I see, all this code is already in the history.git kernel.
>
> Its purpose is to determine if moving one task over is beneficial.
> However over time -- and smpnice started this -- the idea of _one_ task
> became quite muddled.
>
> With the fine grained load accounting of today; does it even make sense
> to ask this question? IOW. what does fix_small_imbalance() really gain
> us -- other than a head-ache?
So task priority breaks the assumption that 1 task is equivalent to
SCHED_LOAD_SCALE and so does fine grained load accounting.

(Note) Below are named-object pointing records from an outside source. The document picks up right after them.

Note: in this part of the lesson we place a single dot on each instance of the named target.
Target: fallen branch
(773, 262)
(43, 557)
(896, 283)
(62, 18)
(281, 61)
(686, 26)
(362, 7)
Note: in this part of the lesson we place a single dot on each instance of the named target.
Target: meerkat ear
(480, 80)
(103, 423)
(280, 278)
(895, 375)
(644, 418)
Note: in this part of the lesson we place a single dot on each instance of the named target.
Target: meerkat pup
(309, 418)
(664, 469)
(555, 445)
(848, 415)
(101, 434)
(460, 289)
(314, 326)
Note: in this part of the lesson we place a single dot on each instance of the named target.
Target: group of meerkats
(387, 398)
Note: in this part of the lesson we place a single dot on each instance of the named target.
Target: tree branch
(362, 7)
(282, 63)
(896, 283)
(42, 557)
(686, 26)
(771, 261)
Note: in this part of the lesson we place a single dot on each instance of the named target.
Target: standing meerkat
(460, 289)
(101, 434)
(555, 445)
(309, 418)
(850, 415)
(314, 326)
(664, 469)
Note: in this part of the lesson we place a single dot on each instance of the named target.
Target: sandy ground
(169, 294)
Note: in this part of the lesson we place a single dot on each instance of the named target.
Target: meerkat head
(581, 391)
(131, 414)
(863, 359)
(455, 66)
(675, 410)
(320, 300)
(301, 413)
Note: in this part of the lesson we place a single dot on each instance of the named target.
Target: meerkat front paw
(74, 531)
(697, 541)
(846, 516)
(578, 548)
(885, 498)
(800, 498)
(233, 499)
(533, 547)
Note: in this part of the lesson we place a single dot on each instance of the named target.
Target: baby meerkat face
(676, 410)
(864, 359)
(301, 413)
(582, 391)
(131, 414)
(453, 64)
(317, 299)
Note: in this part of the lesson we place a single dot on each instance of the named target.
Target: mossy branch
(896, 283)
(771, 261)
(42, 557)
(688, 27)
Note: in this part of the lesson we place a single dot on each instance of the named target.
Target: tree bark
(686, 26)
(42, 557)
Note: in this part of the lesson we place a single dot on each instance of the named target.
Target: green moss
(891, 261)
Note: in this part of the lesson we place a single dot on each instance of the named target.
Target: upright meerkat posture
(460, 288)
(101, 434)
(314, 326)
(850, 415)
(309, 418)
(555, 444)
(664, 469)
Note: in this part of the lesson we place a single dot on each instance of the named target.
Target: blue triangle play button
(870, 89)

fix_small_imbalance() is called twice from calculate_imbalance, if we
would get rid of it, I don't know if we should bail out of lb in case
the avg load values don't align nicely (busiest > sd avg > local) or
just continue w/ lb.
In the second case, where the imbalance value is raised (to
busiest->load_per_task), we probably can just continue w/ lb, hoping
that there is a task on the src rq which fits the smaller imbalance value.